Depression and being in therapy for psychologic or emotional problems at the time of hysterectomy substantially increased the risk that hysterectomy would not be effective for symptom relief. Depression increases the risk of mortality after myocardial infarction17 and stroke among hypertensive patients18 and is inversely associated with recovery from coronary artery bypass surgery.19
It is important to note which factors were not related to poor outcomes. Neither in-hospital complications nor readmission due to postdischarge complications was related to lack of symptom relief at 1 year and 2 years after hysterectomy. Abdominal hysterectomy, which is more invasive than vaginal hysterectomy, was not related to lack of symptom relief. This is not to say that these factors do not matter. It is likely that complications and operative route have a substantial impact on recovery from hysterectomy, cost, satisfaction, and other outcomes that were not covered in this study.

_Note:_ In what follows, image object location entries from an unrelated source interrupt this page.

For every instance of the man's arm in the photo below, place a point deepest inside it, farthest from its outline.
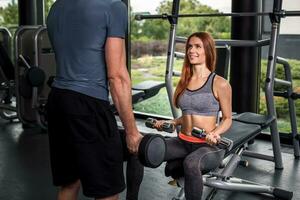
(120, 89)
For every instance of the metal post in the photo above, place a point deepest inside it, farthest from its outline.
(40, 12)
(27, 12)
(292, 110)
(269, 85)
(170, 56)
(245, 62)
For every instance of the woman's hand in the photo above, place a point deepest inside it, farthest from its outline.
(212, 138)
(159, 124)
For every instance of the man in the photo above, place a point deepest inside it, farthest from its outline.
(85, 146)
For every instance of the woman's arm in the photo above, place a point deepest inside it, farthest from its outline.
(223, 90)
(177, 121)
(224, 93)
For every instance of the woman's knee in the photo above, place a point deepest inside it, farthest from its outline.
(191, 165)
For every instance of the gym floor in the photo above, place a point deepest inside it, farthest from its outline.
(25, 172)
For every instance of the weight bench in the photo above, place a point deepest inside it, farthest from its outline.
(245, 127)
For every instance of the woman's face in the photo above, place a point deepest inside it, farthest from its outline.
(195, 51)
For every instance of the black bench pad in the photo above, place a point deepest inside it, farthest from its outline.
(239, 132)
(253, 118)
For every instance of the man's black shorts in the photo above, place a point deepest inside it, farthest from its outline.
(84, 143)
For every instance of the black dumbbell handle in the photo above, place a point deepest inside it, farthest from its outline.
(199, 133)
(167, 127)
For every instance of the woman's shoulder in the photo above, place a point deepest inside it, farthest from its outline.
(221, 83)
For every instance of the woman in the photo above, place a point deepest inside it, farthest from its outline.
(200, 94)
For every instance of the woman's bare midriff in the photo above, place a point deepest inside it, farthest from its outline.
(208, 123)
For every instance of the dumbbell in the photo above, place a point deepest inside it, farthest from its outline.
(222, 143)
(152, 150)
(167, 127)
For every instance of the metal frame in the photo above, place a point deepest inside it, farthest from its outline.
(288, 82)
(20, 99)
(7, 111)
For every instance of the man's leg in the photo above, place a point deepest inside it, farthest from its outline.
(114, 197)
(69, 192)
(134, 177)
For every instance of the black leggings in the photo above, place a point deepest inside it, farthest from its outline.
(197, 159)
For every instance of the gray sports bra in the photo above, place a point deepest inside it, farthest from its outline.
(200, 101)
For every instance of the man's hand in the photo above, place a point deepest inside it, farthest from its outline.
(133, 141)
(212, 138)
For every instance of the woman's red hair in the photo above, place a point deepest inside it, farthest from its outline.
(187, 69)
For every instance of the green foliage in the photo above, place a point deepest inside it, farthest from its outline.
(48, 4)
(9, 15)
(219, 27)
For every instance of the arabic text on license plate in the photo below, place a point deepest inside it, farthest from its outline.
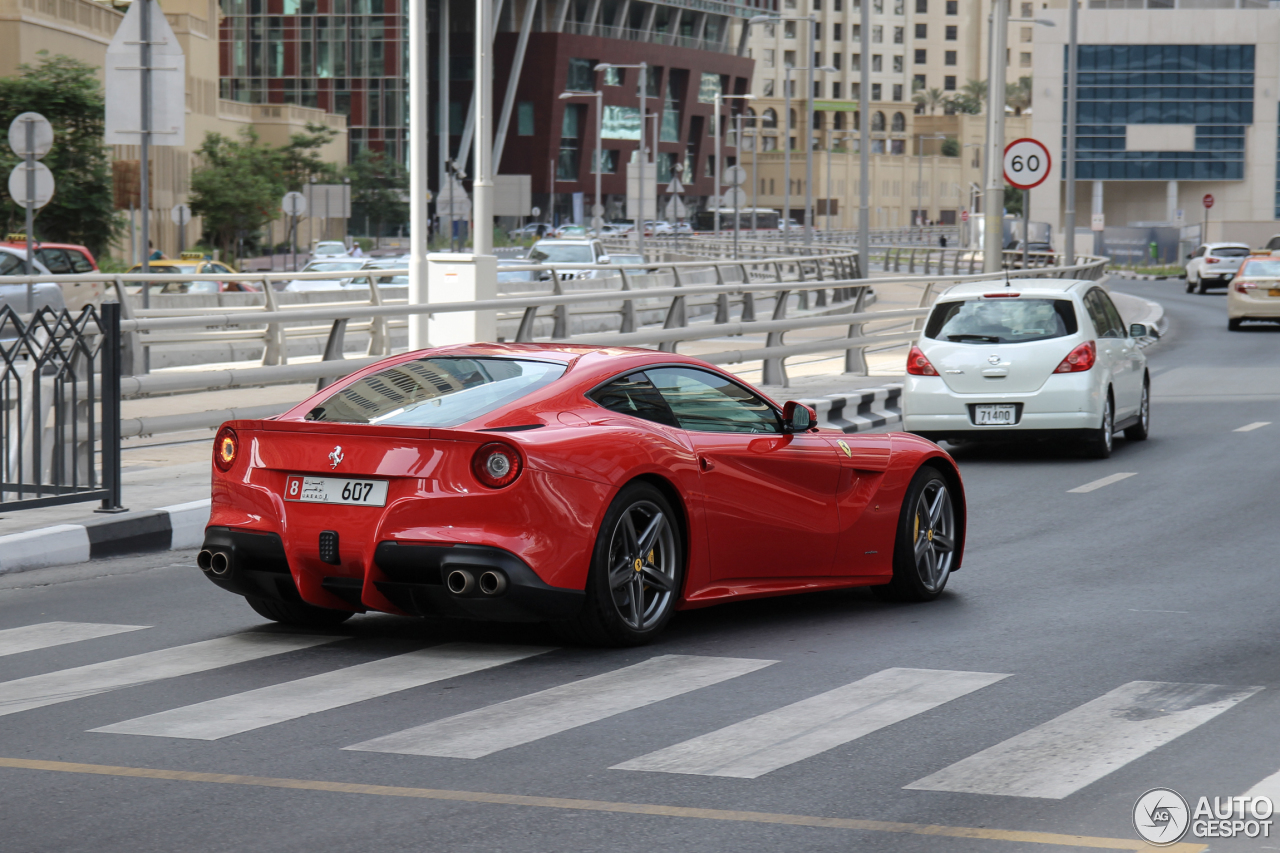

It is not clear why bilateral oophorectomy was associated with lack of symptom relief at 24 but not at 12 months. We looked at posthysterectomy hot flushes, which were more common among the women who had bilateral oophorectomies (37.4% at 12 months and 36.1% at 24 months) than those who had unilateral or no oophorectomies (24.3% at 12 months and 23.6% at 24 months), and found that even when we controlled for concurrent hot flushes, the association between bilateral oophorectomy and lack of symptom relief remained nonsignificant at 12 months and significant at 24 months. Postsurgical use of hormone replacement therapy was not associated with lack of symptom relief at 12 and 24 months after hysterectomy.
A limitation of this study was the lack of a control group of women with gynecologic disorders who did not have hysterectomies. We did not include controls because we considered it likely that women who did not have hysterectomies in a prospective study would differ in important ways from those who had hysterectomies, as found by Carlson et al.15 A randomized clinical trial of hysterectomy compared with watchful waiting would have been a stronger design for establishing the specific effects of hysterectomy versus the effects of time, but would not be an ethical study in our opinion. One could argue that without a comparable control group of women who were not treated, it is possible that the improvements in symptoms, quality of life, and psychologic function after hysterectomy would have occurred even if the women had received no treatment. However, these improvements were so substantial and persistent that it seems unlikely that they would have occurred spontaneously over time, and were more likely associated with hysterectomy.
Hysterectomy was not an effective treatment for all women in this study. The women whose symptoms were not relieved after hysterectomy were more likely to be in therapy for emotional problems at the time of surgery and were more likely to have a low household income. These results are important because they underscore the relevance of factors in patients' private lives that determine treatment effectiveness but of which gynecologists might not be aware.